I like to look at sector times, so that I can throw out driver mistakes and calculate the theoretical best lap. So I created a custom map that divides the track into just four sectors. This is a more realistic view of what the tire and driver are capable of in an optimal lap, and a good way of organizing the report by sector.
- Sector 1 begins with a standing start, so the first left hander isn’t at full speed or full lateral Gs, and there’s more long-G acceleration in it. The left transitions immediately into a 180-degree right, followed by a short straight.
- Sector 2 is a 180-right followed by a 90-left, with a longer straight.
- Sector 3 is an over-90 left followed by an over-180 right, ending in the longest straight.
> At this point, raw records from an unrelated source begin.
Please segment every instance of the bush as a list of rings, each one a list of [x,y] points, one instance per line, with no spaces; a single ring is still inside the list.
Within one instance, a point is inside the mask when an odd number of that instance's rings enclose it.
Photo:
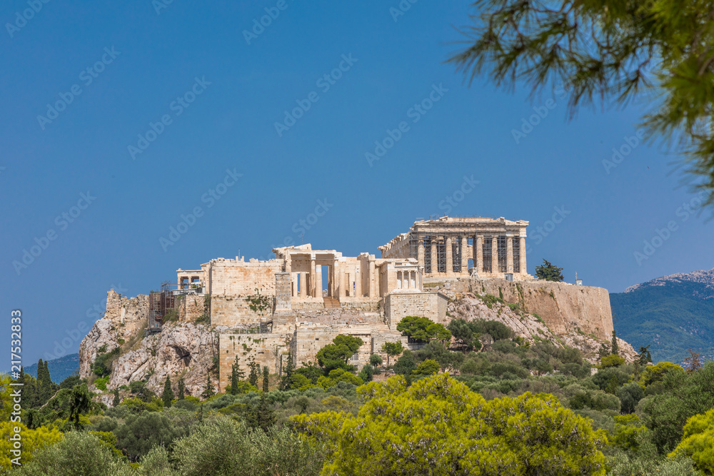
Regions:
[[[183,476],[316,475],[323,453],[287,429],[266,433],[218,417],[176,442],[173,460]]]

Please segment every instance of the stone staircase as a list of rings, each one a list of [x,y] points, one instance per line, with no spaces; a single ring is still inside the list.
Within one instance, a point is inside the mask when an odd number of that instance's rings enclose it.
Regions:
[[[342,307],[340,305],[340,300],[335,298],[324,296],[322,299],[325,303],[325,309],[339,309]]]

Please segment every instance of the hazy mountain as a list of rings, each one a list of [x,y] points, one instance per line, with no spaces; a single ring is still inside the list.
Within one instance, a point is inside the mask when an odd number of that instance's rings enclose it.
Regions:
[[[610,295],[618,336],[655,363],[680,363],[688,349],[714,358],[714,269],[670,275]]]
[[[69,377],[75,372],[79,371],[79,354],[69,354],[59,359],[48,360],[49,376],[55,383],[61,383],[62,380]],[[25,365],[25,373],[37,378],[37,364]]]

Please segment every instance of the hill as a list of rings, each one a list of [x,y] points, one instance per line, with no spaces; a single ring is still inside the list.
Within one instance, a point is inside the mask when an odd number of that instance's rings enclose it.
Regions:
[[[47,361],[49,376],[55,383],[60,383],[75,372],[79,371],[79,354],[69,354],[59,359]],[[25,366],[25,373],[37,378],[37,364]]]
[[[655,363],[680,363],[688,349],[714,358],[714,269],[677,273],[610,295],[618,335],[651,345]]]

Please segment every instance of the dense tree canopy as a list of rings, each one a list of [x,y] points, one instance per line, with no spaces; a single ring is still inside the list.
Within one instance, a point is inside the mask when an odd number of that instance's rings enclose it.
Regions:
[[[465,49],[451,61],[471,79],[562,84],[571,115],[647,92],[650,136],[673,138],[714,203],[714,27],[706,0],[476,0]]]

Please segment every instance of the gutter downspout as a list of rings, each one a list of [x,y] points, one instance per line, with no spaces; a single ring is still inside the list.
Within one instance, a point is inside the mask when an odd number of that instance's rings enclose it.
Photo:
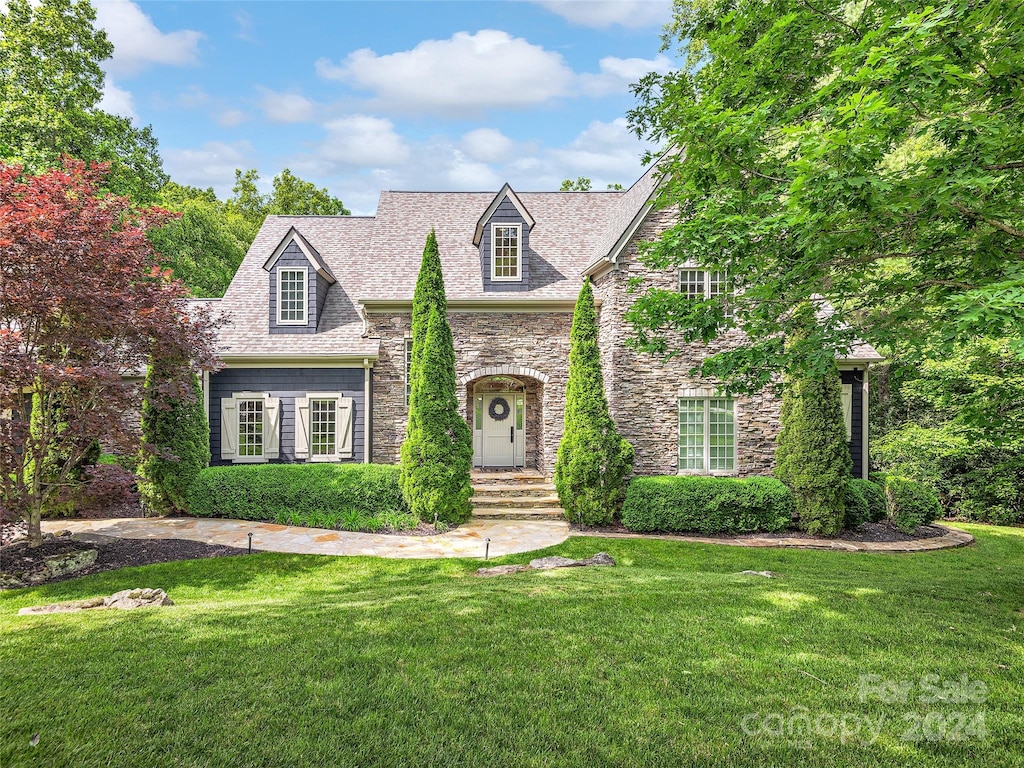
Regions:
[[[370,464],[370,427],[374,418],[374,409],[370,402],[370,358],[362,358],[362,463]]]

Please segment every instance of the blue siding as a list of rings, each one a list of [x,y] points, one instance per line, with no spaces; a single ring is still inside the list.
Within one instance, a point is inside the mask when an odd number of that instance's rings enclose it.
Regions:
[[[304,326],[279,326],[278,325],[278,269],[281,267],[304,266],[306,268],[306,325]],[[324,283],[323,299],[321,298],[319,283]],[[309,259],[302,253],[302,250],[293,240],[281,258],[270,268],[270,333],[272,334],[314,334],[316,333],[316,322],[319,318],[319,310],[327,299],[327,281],[316,273],[316,269],[309,263]]]
[[[519,244],[520,258],[522,264],[522,282],[495,282],[490,280],[490,225],[492,224],[520,224]],[[529,249],[529,227],[523,219],[519,210],[512,205],[512,202],[505,198],[495,210],[494,215],[483,226],[483,237],[480,239],[480,269],[482,270],[483,290],[486,292],[497,291],[528,291],[529,290],[529,267],[535,256]]]
[[[853,413],[850,422],[852,424],[852,435],[850,439],[850,458],[853,459],[852,474],[854,477],[863,475],[863,456],[866,445],[864,445],[864,372],[863,371],[841,371],[840,378],[844,384],[853,385]]]
[[[220,458],[220,400],[232,392],[269,392],[281,398],[281,458],[295,461],[295,398],[306,392],[341,392],[352,398],[352,458],[364,460],[366,396],[361,368],[229,368],[210,374],[211,464],[230,464]]]

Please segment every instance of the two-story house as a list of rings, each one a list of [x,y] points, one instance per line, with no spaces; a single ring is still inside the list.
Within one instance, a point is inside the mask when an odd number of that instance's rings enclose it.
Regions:
[[[626,345],[631,278],[695,295],[725,290],[697,267],[646,273],[637,245],[668,212],[648,171],[626,191],[381,194],[376,216],[269,216],[218,313],[225,368],[205,382],[214,464],[394,463],[404,436],[413,291],[437,233],[460,408],[474,466],[551,475],[562,432],[569,327],[584,279],[598,302],[611,414],[636,471],[767,474],[779,401],[719,396],[688,374],[730,343],[665,361]],[[867,471],[867,367],[841,360],[854,474]]]

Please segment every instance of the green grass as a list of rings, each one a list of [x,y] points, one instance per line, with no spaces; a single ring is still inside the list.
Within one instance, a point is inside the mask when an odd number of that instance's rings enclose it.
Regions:
[[[262,554],[9,592],[0,766],[1020,765],[1024,529],[964,527],[916,555],[577,538],[549,552],[620,567]],[[177,604],[15,615],[134,586]],[[908,701],[860,700],[862,675]],[[985,700],[925,703],[926,675]],[[904,740],[929,712],[986,735]],[[804,742],[744,733],[756,713],[884,721]]]

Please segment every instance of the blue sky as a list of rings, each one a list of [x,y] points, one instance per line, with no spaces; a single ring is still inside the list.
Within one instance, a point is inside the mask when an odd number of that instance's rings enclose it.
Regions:
[[[629,185],[629,84],[677,65],[667,0],[94,2],[103,105],[153,125],[172,178],[224,196],[289,167],[362,214],[383,188]]]

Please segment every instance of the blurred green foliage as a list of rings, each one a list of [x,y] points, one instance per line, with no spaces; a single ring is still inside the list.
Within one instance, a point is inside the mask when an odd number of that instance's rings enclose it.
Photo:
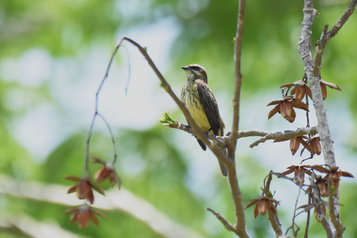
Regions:
[[[244,93],[257,94],[301,79],[304,69],[297,48],[303,1],[247,2],[242,62]],[[344,12],[348,4],[339,2],[317,1],[315,7],[320,15],[313,25],[313,44],[320,37],[324,25],[333,25]],[[149,26],[164,18],[171,17],[179,24],[181,32],[171,50],[170,72],[180,70],[177,65],[200,62],[209,69],[210,86],[230,95],[233,90],[233,41],[237,12],[236,1],[6,0],[0,2],[0,62],[3,59],[19,57],[24,51],[37,47],[45,49],[55,59],[77,55],[94,45],[111,50],[117,40],[118,29]],[[357,112],[354,106],[357,101],[355,89],[357,87],[355,80],[357,73],[354,69],[357,63],[357,47],[354,43],[357,37],[356,19],[356,16],[352,16],[329,43],[321,69],[323,79],[342,89],[346,95],[346,103],[355,114]],[[211,78],[219,80],[210,81]],[[13,120],[23,115],[26,110],[12,110],[6,105],[6,92],[14,89],[26,90],[24,86],[0,78],[1,173],[17,178],[70,185],[71,183],[64,180],[64,177],[81,174],[86,132],[77,131],[65,138],[43,162],[34,162],[29,152],[9,132]],[[43,101],[56,105],[56,99],[49,91],[45,83],[30,88],[29,97],[40,95],[35,103]],[[333,97],[331,94],[329,97]],[[123,169],[122,164],[117,166],[124,185],[171,219],[201,232],[205,237],[232,237],[217,221],[215,221],[217,227],[220,228],[215,233],[210,233],[203,228],[202,224],[207,219],[212,219],[205,211],[207,201],[187,187],[187,162],[175,142],[171,141],[170,132],[166,129],[159,125],[144,131],[127,129],[116,132],[118,135],[116,139],[120,141],[118,161],[126,163],[124,167],[128,170]],[[93,134],[91,154],[109,160],[112,156],[112,146],[110,139],[105,135],[100,132]],[[256,158],[243,157],[240,159],[243,162],[238,169],[241,177],[247,177],[253,171],[259,171],[261,174],[268,172]],[[135,169],[135,176],[131,175],[128,169],[131,161],[136,165],[142,165],[141,169]],[[97,166],[90,165],[93,171],[98,169]],[[261,192],[258,188],[262,185],[261,178],[254,177],[249,181],[242,181],[245,203]],[[222,181],[217,182],[217,195],[210,204],[222,206],[220,212],[233,221],[227,185]],[[104,186],[109,188],[108,185]],[[354,208],[350,208],[354,206],[352,202],[355,196],[351,191],[355,191],[356,186],[355,184],[342,186],[344,196],[341,203],[346,207],[341,210],[343,222],[348,227],[346,237],[357,237],[354,220],[349,218],[353,217],[356,211]],[[61,217],[65,209],[62,206],[7,196],[4,200],[5,211],[26,214],[39,221],[54,220],[64,229],[89,237],[161,237],[144,223],[120,211],[106,212],[107,218],[100,220],[99,228],[92,224],[85,230],[79,230],[75,225],[69,224],[67,217]],[[254,219],[251,210],[246,214],[252,237],[271,236],[266,216]],[[303,223],[299,224],[303,227]],[[314,222],[311,229],[316,237],[323,234]],[[16,231],[5,229],[3,231],[0,233],[1,238],[28,237]]]

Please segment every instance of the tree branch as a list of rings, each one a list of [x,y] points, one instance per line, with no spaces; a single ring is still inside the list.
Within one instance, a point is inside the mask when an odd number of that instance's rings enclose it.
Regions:
[[[233,121],[232,123],[232,137],[230,146],[228,148],[228,157],[234,158],[238,139],[238,124],[239,123],[239,100],[242,86],[242,76],[241,69],[241,57],[242,55],[242,41],[244,25],[245,0],[239,1],[237,33],[234,43],[235,83],[234,97],[233,99]]]
[[[328,25],[325,25],[320,40],[318,41],[316,43],[316,53],[313,62],[309,46],[311,45],[311,26],[315,18],[317,16],[317,11],[313,9],[313,0],[305,0],[304,18],[301,24],[301,35],[298,42],[299,52],[310,82],[310,87],[313,99],[313,103],[317,119],[317,130],[320,136],[325,164],[331,167],[336,166],[336,161],[327,115],[323,105],[320,87],[321,76],[320,71],[322,61],[322,54],[326,44],[332,37],[336,35],[353,13],[356,4],[357,0],[351,1],[344,14],[328,32],[327,31]],[[339,203],[338,191],[337,196],[334,199],[334,204]],[[334,210],[336,216],[339,217],[340,207],[336,205]],[[333,228],[333,224],[331,223],[330,224]],[[333,233],[335,232],[334,231]]]
[[[195,135],[193,130],[188,126],[177,121],[174,124],[165,123],[162,124],[162,125],[170,128],[178,129],[191,135]],[[262,136],[261,138],[249,146],[250,147],[252,148],[257,146],[261,143],[265,142],[267,140],[291,139],[304,135],[313,135],[317,133],[317,129],[316,126],[310,128],[304,127],[299,128],[295,130],[286,130],[283,131],[270,131],[258,129],[252,129],[248,130],[238,131],[237,133],[237,137],[238,139],[239,139],[242,137]],[[230,131],[224,136],[218,136],[214,134],[209,134],[207,136],[207,138],[208,140],[214,141],[220,145],[224,146],[228,144],[229,141],[231,140],[232,134],[232,131]]]

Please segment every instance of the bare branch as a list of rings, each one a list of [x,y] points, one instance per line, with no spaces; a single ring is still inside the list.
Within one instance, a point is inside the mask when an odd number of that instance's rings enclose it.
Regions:
[[[255,131],[255,132],[258,131]],[[275,140],[276,139],[291,139],[292,138],[304,135],[313,135],[317,133],[317,128],[316,126],[310,128],[299,128],[295,131],[286,130],[281,132],[275,131],[259,131],[265,135],[257,141],[249,146],[251,148],[258,145],[261,143],[265,142],[267,140]]]
[[[152,60],[151,59],[150,56],[148,55],[147,53],[146,52],[146,50],[144,49],[142,47],[141,45],[139,45],[137,42],[134,41],[133,40],[128,38],[127,37],[123,36],[120,38],[118,41],[118,43],[117,43],[117,46],[116,47],[116,49],[117,49],[121,45],[122,43],[124,41],[126,41],[128,42],[130,42],[131,44],[133,44],[134,46],[136,47],[139,50],[141,54],[144,56],[145,57],[145,58],[146,59],[147,61],[147,62],[149,63],[149,65],[151,67],[151,68],[154,70],[155,73],[156,74],[157,77],[159,78],[159,79],[161,81],[161,85],[164,88],[165,90],[171,96],[171,97],[172,98],[175,102],[177,105],[178,107],[180,108],[180,109],[182,111],[182,113],[183,113],[183,115],[185,115],[185,117],[186,118],[186,119],[188,123],[191,125],[193,130],[193,131],[195,132],[195,134],[197,135],[200,138],[200,139],[203,141],[203,142],[206,144],[207,146],[211,149],[211,150],[212,151],[215,155],[216,155],[217,157],[217,159],[218,160],[223,163],[225,165],[227,165],[227,164],[230,162],[230,161],[228,160],[221,152],[218,149],[217,149],[215,146],[213,146],[213,144],[210,142],[209,140],[206,138],[204,133],[203,133],[200,128],[198,127],[198,125],[196,123],[195,120],[192,118],[191,116],[191,114],[190,113],[190,112],[188,111],[188,110],[187,109],[185,105],[181,102],[180,101],[180,99],[176,96],[175,93],[172,91],[171,89],[170,86],[167,83],[167,81],[162,76],[161,73],[159,71],[159,70],[157,69],[157,68],[155,65],[155,64],[153,62]]]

- Sector 4 starts with a kink left into two 90-rights right and a short 90-left at the end.
I color-coded the summary data to make it easier to read, but it’s still a mess of information that may give you a headache.
What we are looking at here is simply data, and what the data says is the Vitour P1 is faster than the Nankang CR-S. I’ve only shown the best laps from each driver, but each driver did four laps on each tire, and so I was able to normalize the data somewhat, and also get theoretical best laps (the Opt Lap part at the end).
What the data doesn’t capture are the nuances. Drivers may prefer one tire over another based on feel, sound, breakaway characteristics, or other variables that aren’t easily captured in GPS data. And drivers may put down more consistent times on one tire, and choose that over an outright faster time.
But however you slice it, I think the most telling factor in this tire test is that both Sammy and Tommy have lots of experience on the Nankang CRS, and have won races and championships on it. And yet they both went faster on the Vitour P1 the very first time they tried it, and they did so consistently.
I don’t have any information on pricing, availability, etc., but my understanding is that until an importer picks up this brand, a group-buy would be necessary to bring these to the USA.